Saturday, January 10, 2015

Patton, North Africa WWII









"When the great day of battle comes, remember your training...you must succeed, for to retreat is as cowardly as it is fatal.  Americans do not surrender.  During the first days and nights ashore you must work unceasingly, regardless of sleep, regardless of food.  A pint of sweat will save a gallon of blood.  The eyes of the world are watching us.  The heart of America beats for us.  God is with us.  On our victory depends the freedom or slavery of the human race.  We shall surely win."
    – General George S. Patton, upon the Torch Landings North Africa



For the Americans, there would not have been the same contribution to the Allied victory if it was not for the primary force of the Eisenhower, Marshall and Patton trio.  Marshall was the grandfather of




the American efforts in WWII, himself an old warrior and chairman of defense in America.  There came a point at the beginning of WWII – which goes a long way in understanding Marshall's significance – where it was assumed that he would be the only man who could likely lead the American troops on the channel crossing (D-Day Normandy) efforts against Nazi Germany.  FDR, however, finally gave in and elected Eisenhower as the Allied Commander of all efforts instead, because, "FDR did not think he would sleep well if Marshall was out of the country."  Eisenhower had gifts of military administration that ended up unsurpassed in all realms of all of the militaries in the WWII effort.  Eisenhower had never seen live battle and never would lead actual troops in any


battle in his life, but he was, as was unanimously seen by the British, the French, the Russians, and his own American counterparts, the only man they knew capable of sustaining an allied force, coordinating, smoothing over differences, making calculated judgements, and frankly, outsmarting, in many instances, all but Marshall and FDR themselves. (It is a very interesting sidenote that Eisenhower's eventual eight-year presidency would end up being the most peaceful two terms in Presidential history.  As the ex-Allied commander, he was committed in the extreme to peace, diffusing the Korean crisis, keeping the cold war cold and not escalating it, and moving toward some peaceful solutions in the middle east.  In military matters, Ike was his own greatest expert and could often by-pass the silly frenzy of politicians calling for war during his presidency, and thereby could act almost unilaterally toward peaceful solutions in crisis. Inaccurately, Ike is often perceived as a War President by many.  In complete truth, he held a fiery torch for peace, was a scholar of extreme talents, and was often the most tolerant of diverse views in his entire administration.)

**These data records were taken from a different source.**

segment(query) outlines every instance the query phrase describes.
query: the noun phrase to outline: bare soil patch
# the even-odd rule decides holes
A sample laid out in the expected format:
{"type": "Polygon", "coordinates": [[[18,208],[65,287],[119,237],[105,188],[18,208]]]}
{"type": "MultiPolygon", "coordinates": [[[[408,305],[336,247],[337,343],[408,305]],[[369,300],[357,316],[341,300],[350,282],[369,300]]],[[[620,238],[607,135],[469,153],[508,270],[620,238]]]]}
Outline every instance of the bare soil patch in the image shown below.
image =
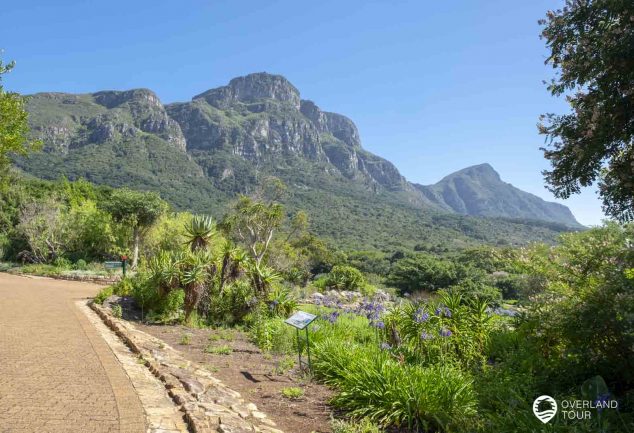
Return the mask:
{"type": "Polygon", "coordinates": [[[235,329],[192,329],[182,325],[135,326],[162,339],[191,361],[206,366],[215,377],[255,403],[287,433],[331,433],[333,392],[310,382],[297,368],[297,356],[262,353],[235,329]],[[292,365],[292,367],[291,367],[292,365]],[[303,396],[284,397],[285,388],[301,388],[303,396]]]}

If Marshall and Ike conceived of and administered the American strategy in WWII, it was Patton who best represented (besides maybe General Omar Bradley), the pure soldier as general on the ground...and who actually won the war.

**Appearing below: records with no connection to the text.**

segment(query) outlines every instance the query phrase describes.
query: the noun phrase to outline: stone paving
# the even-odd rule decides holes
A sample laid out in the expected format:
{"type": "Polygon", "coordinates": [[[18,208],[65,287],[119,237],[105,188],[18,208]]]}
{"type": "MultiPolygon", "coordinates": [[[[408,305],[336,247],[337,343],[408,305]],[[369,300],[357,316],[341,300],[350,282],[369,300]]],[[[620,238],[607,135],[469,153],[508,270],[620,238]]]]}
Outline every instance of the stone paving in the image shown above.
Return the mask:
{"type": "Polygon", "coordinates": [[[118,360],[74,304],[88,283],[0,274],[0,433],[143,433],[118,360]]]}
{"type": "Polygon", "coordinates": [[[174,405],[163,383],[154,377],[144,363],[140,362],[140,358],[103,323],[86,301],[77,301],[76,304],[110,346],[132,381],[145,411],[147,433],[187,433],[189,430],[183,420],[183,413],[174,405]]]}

His motto was shaped by two primary facts in WWII: 1) the Americans were fighting inside enemy territory; 2) The Nazi regime, justly, needed to be eradicated from power.  As he is often quoted as saying, "I don't want to get any messages saying that we are holding our position.  We're not holding anything.  Let the Hun do that.  We are advancing constantly and we're not interested in holding anything except the enemy."  It was this attitude of relentless attack which the Germans could not account for over and over again in North Africa, in France, and eventually in Germany itself.  Patton was the extreme case of the self-important General who believed so deeply in his own destiny that he created it as he went along.  His fellow commanders did not always trust that Patton was attacking out of commitment to the cause or commitment to his destiny, but it was this very enigmatic power that allowed Patton to understand and defeat his enemy (the enemy of course was almost in its entirety made up of such delusions.  The difference, as Patton would kindly point out, was that at least he knew and understood his own delusions of grandeur).

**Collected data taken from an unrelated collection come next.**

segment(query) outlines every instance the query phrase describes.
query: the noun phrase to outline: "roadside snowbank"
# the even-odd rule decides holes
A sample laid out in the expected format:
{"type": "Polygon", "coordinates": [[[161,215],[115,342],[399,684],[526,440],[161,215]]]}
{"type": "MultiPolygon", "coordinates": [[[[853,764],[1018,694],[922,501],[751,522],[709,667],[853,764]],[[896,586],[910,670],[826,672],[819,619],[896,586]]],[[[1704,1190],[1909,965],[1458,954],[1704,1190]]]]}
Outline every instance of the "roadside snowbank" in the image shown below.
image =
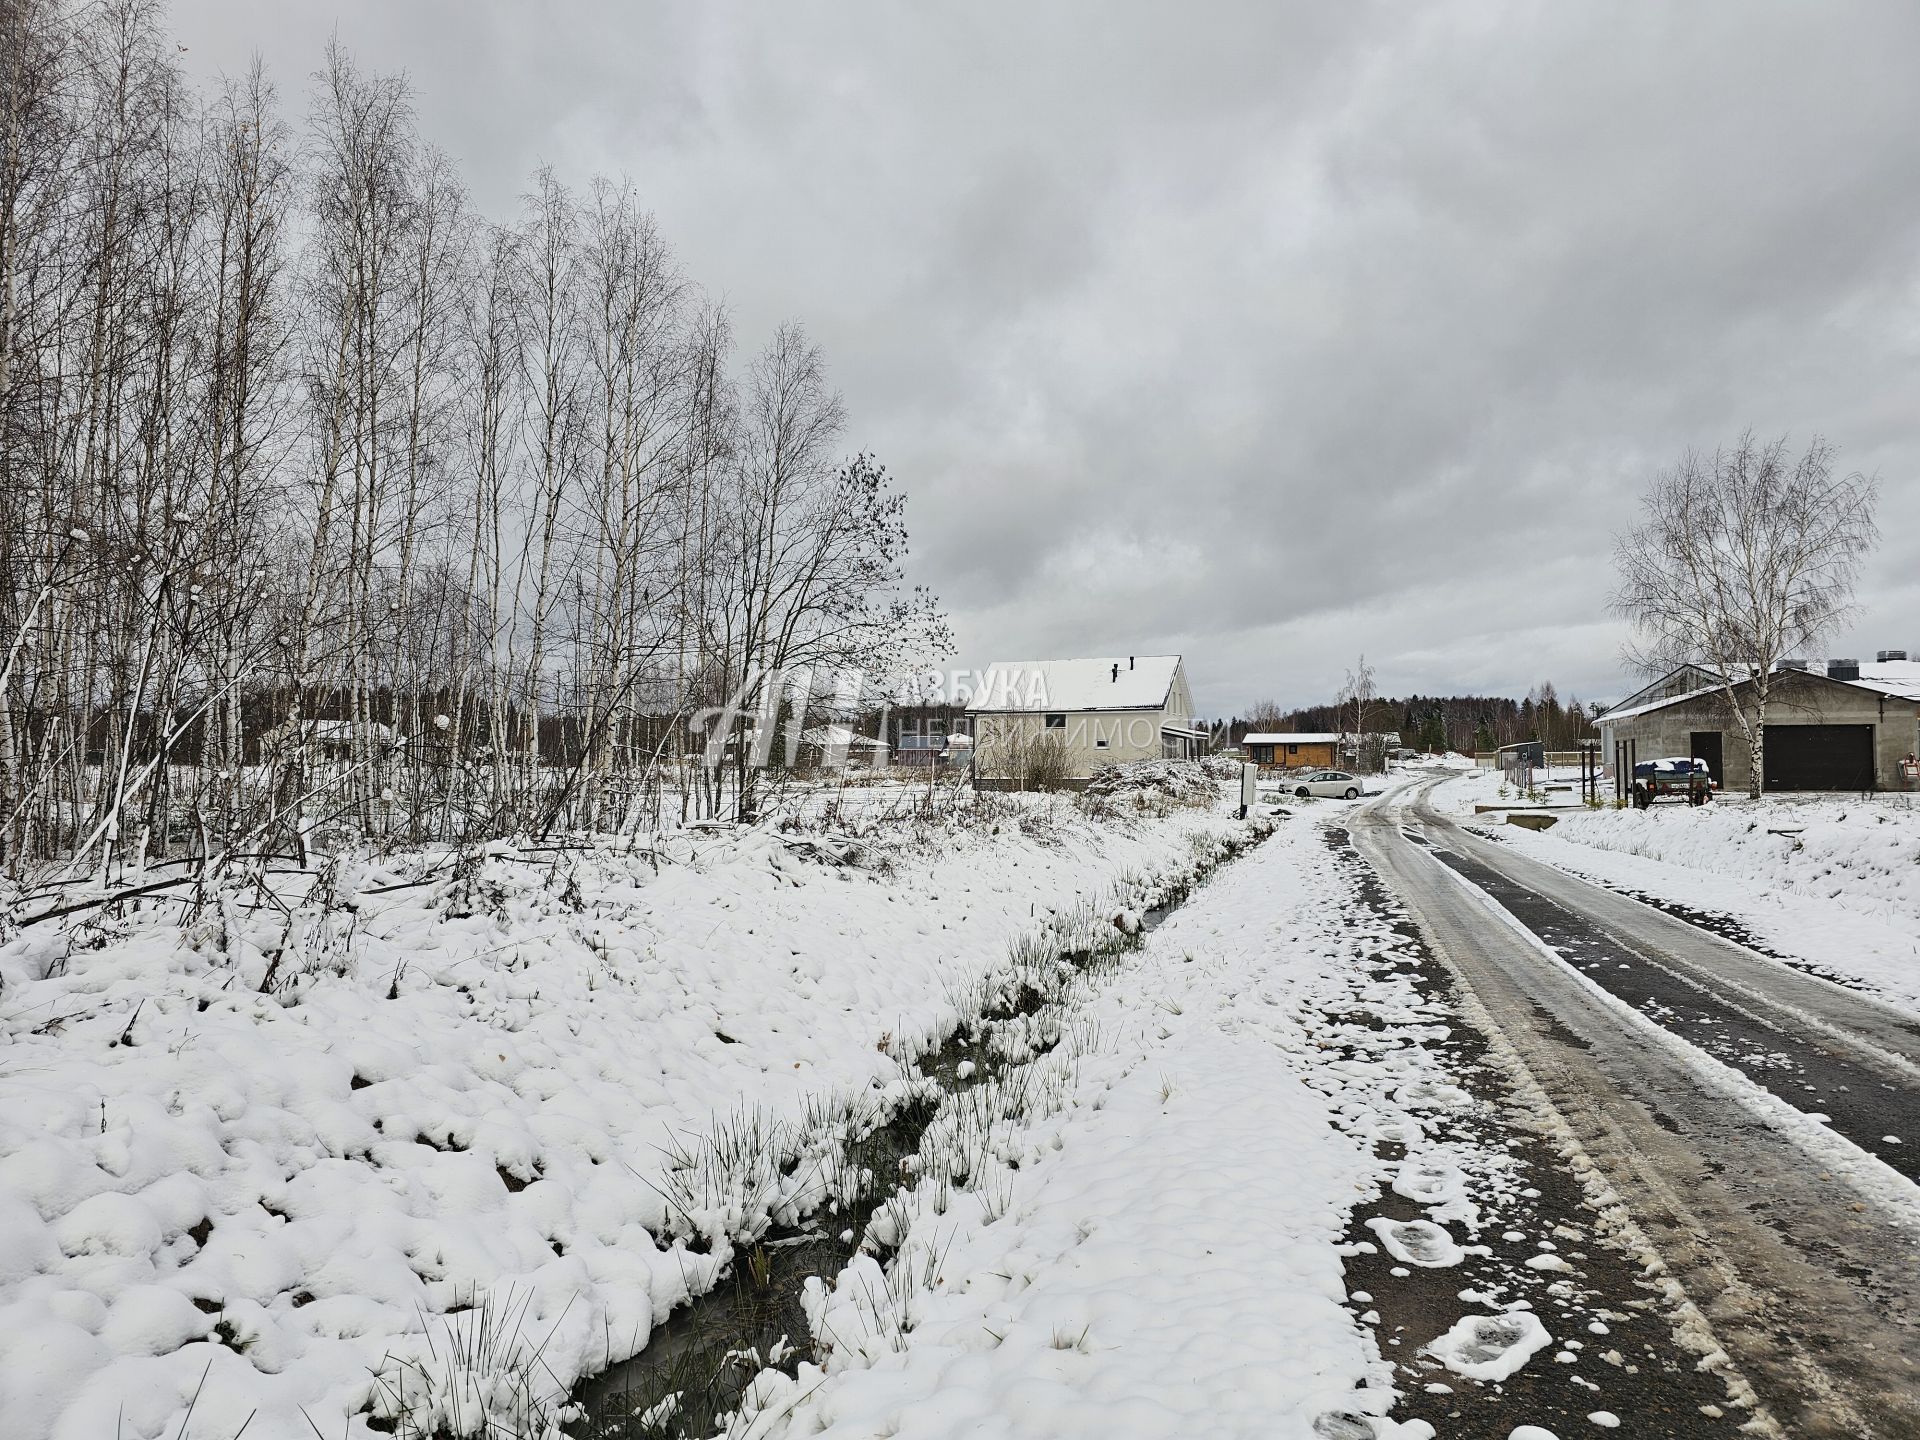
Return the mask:
{"type": "MultiPolygon", "coordinates": [[[[1435,808],[1470,812],[1492,802],[1498,783],[1485,772],[1448,782],[1435,808]]],[[[1697,808],[1563,811],[1544,832],[1482,828],[1582,879],[1726,916],[1767,950],[1920,1011],[1912,797],[1723,797],[1697,808]]]]}
{"type": "Polygon", "coordinates": [[[1471,762],[1464,767],[1448,768],[1460,773],[1435,786],[1430,795],[1434,809],[1445,814],[1471,815],[1475,805],[1510,805],[1516,810],[1527,810],[1544,804],[1549,794],[1556,806],[1571,807],[1580,803],[1580,772],[1569,766],[1535,770],[1535,798],[1531,800],[1523,791],[1508,784],[1507,777],[1498,770],[1483,770],[1471,762]],[[1548,785],[1568,788],[1548,792],[1544,788],[1548,785]]]}
{"type": "Polygon", "coordinates": [[[1596,810],[1556,838],[1839,901],[1920,931],[1920,807],[1907,797],[1768,797],[1596,810]]]}
{"type": "Polygon", "coordinates": [[[406,856],[0,946],[8,1440],[174,1440],[189,1408],[357,1440],[398,1391],[428,1428],[455,1403],[449,1342],[560,1388],[637,1351],[791,1199],[690,1210],[676,1156],[900,1085],[1017,937],[1240,828],[1008,815],[859,867],[766,831],[657,869],[406,856]]]}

Because of the brilliance of this trio (and largely Churchill as well), the Americans saved Europe from generations of a new form of Middle Ages.  There was this moment in time when the combined powers of America, France, Britain and Russia held the world in their hands.  Russia quickly split from the cause; France nearly as quickly caved to pride and turned its nose to the prospect of American predominance, none of which would have been fully predicted in those early beach landings at Casablanca.    



















1 comment:

  1. I got your blog! Eisenhower was the first President I remember. He flew into Minneapolis when I was in third grade & all the school children were bused to the airport to see him. I remember the blur of his car going by in the distance. I was so scared that day wondering if I would get back home. I think that's the day I became a homebody.